In all this hysteria there's some good news for marketers in that studies show children's purchase requests are influenced by ads, characters and celebrities used to sell products and in-store promotions-their work works. Of course the child-ad foes would punish this success.

Never mind the obvious solution-that parents, as household decision makers, are capable of monitoring the amount and types of TV programming their children watch, which products are purchased, how often fast food should be consumed, and whether their tot stands to benefit from the latest toy trend.

Never mind that no evidence has been presented that children over the age of 8 represent a generation of automatons conditioned by years of unfair advertising during their formative years. Ask any teenager today what he or she thinks of advertising and you'll hear a skeptical response and a consumer entirely attuned to the purposes behind these messages. Whatever the harm done during those first eight years the APA seems so concerned about, it does not appear to be lasting. Perhaps that's because there wasn't any harm.

Never mind the possibility that parents may appreciate that their children have greater programming choices-options that would shrink fast if the advertising that supports them were to go away.

The APA acknowledges that banning ads to 8-and-unders would limit marketers to focusing on older children, but blithely points to other countries that have taken this approach, including Australia, Canada, the U.K. and Sweden. Never mind that the statistics in Quebec and Sweden show that bans had no effect on the problems sought to be corrected.


As importantly, do we isolate young children from marketing, and then expect them to become savvy consumers the moment they are deemed mature enough to be exposed to commercial content?

Whether it's candy or fries, there's no doubt too much of a good thing can lead to harm. But limiting free speech won't guarantee a reduction in overindulgence. It will ensure more limited competition, fewer consumer options, and invariably, inferior goods and services.

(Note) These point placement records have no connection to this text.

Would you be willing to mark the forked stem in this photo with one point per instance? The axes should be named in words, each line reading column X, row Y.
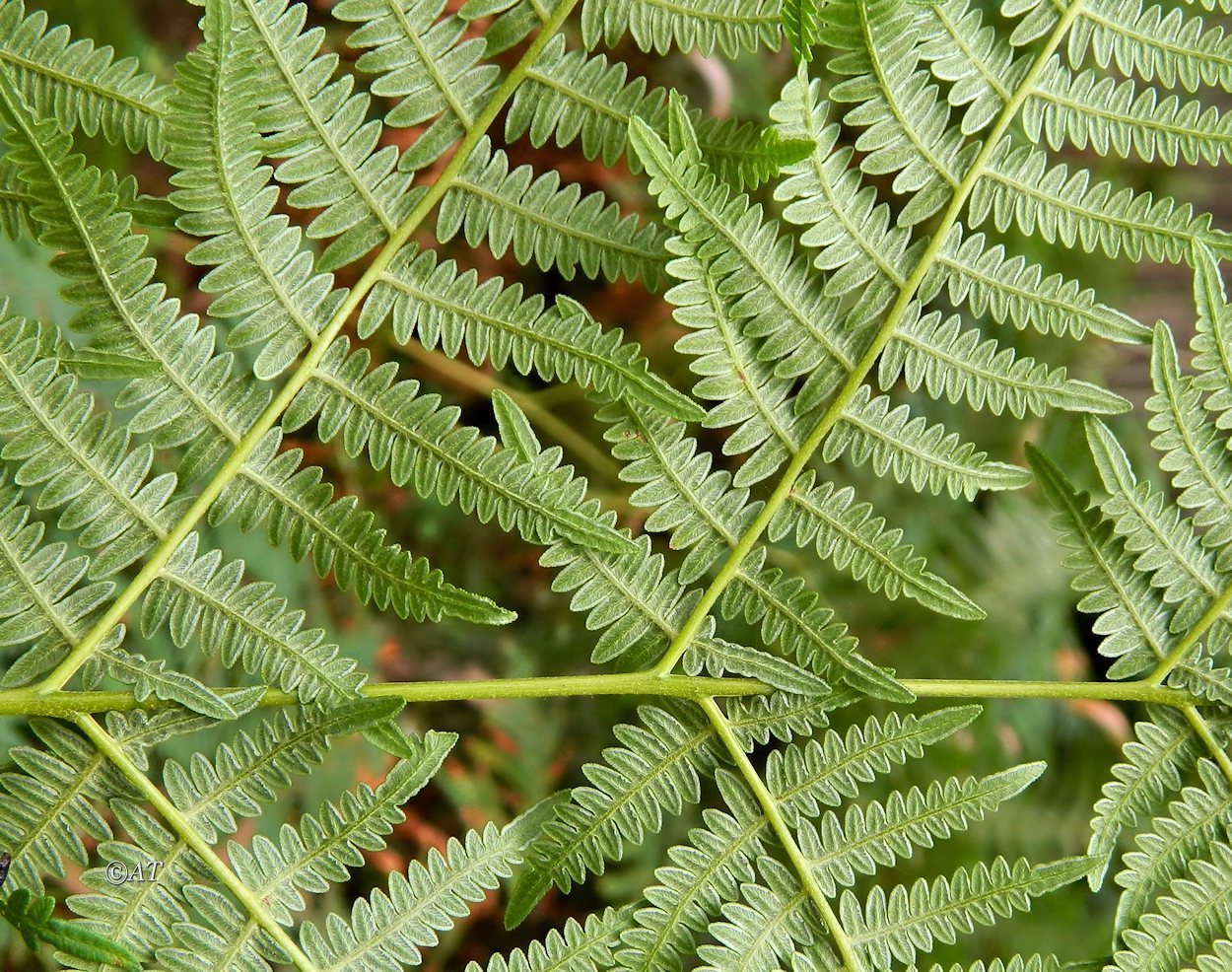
column 852, row 961
column 68, row 704
column 183, row 829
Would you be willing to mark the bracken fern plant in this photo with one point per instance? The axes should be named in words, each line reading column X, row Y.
column 842, row 272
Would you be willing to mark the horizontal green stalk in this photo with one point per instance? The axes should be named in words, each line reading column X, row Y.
column 33, row 702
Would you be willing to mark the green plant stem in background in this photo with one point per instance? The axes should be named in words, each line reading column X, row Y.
column 183, row 829
column 67, row 704
column 307, row 368
column 774, row 817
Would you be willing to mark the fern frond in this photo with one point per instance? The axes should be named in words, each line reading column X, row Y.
column 708, row 515
column 323, row 850
column 48, row 798
column 427, row 64
column 907, row 123
column 422, row 444
column 1156, row 759
column 100, row 481
column 1021, row 188
column 770, row 290
column 912, row 451
column 433, row 302
column 79, row 85
column 78, row 218
column 1110, row 117
column 658, row 769
column 139, row 914
column 571, row 95
column 718, row 657
column 47, row 804
column 959, row 364
column 242, row 774
column 640, row 602
column 898, row 924
column 511, row 21
column 196, row 389
column 1133, row 620
column 542, row 222
column 205, row 596
column 1167, row 549
column 1018, row 963
column 33, row 917
column 791, row 616
column 578, row 947
column 153, row 677
column 760, row 932
column 1182, row 834
column 42, row 602
column 655, row 25
column 1194, row 912
column 701, row 876
column 752, row 399
column 79, row 459
column 860, row 543
column 1211, row 341
column 260, row 272
column 320, row 852
column 320, row 129
column 1013, row 291
column 843, row 218
column 305, row 518
column 1189, row 445
column 1158, row 45
column 801, row 26
column 389, row 928
column 806, row 778
column 981, row 67
column 878, row 834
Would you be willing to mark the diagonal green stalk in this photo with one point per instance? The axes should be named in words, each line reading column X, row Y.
column 1200, row 627
column 885, row 334
column 59, row 676
column 852, row 961
column 183, row 829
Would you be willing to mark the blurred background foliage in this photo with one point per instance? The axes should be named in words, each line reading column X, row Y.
column 512, row 753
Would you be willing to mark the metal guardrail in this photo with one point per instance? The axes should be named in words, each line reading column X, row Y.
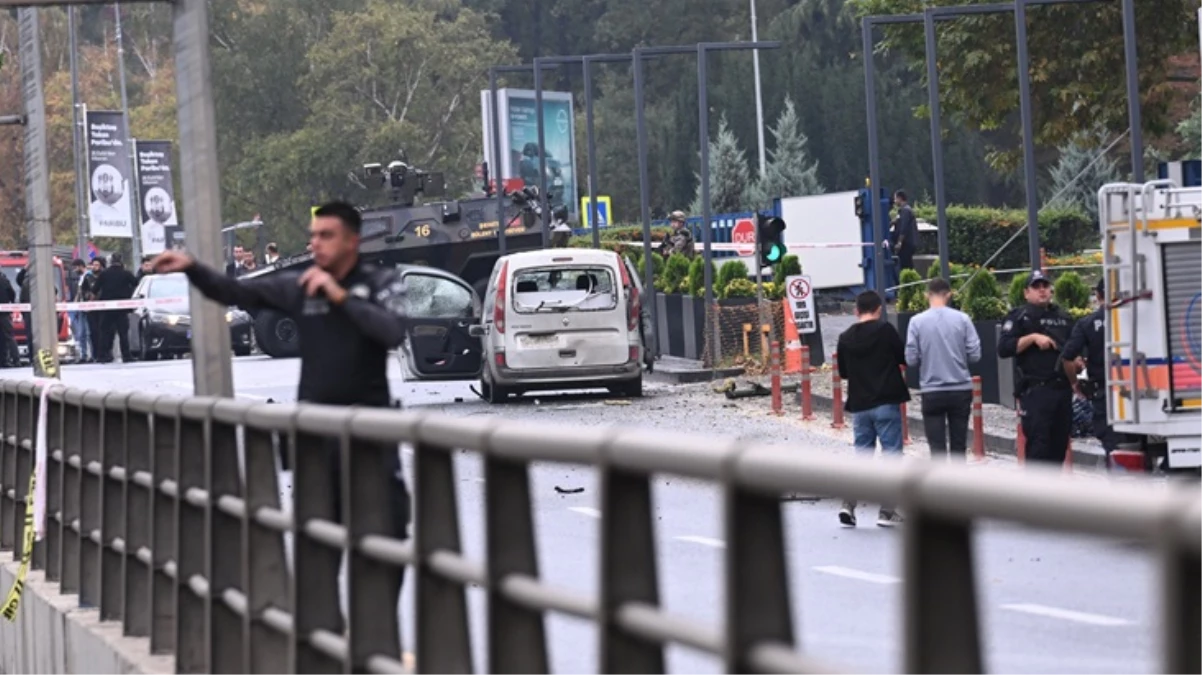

Clearly, the solution is self-regulation, provided it works. And there's every reason to believe it does. The Children's Advertising Review Unit of the Council of Better Business Bureaus adjudicated more than 140 cases last year, convincing advertisers to modify content more than 130 times. When one decided to ignore CARU, the FTC fined the advertiser $400,000. Working in tandem, self-regulation with regulatory muscle works.

Advertisers should not run from their success, nor should they cede ground to those who would punish them for being effective. Advertisers must diligently defend their right to communicate with American families through the universe of media options the industry helps finance. And they should trust parents to draw sensible lines for their kids.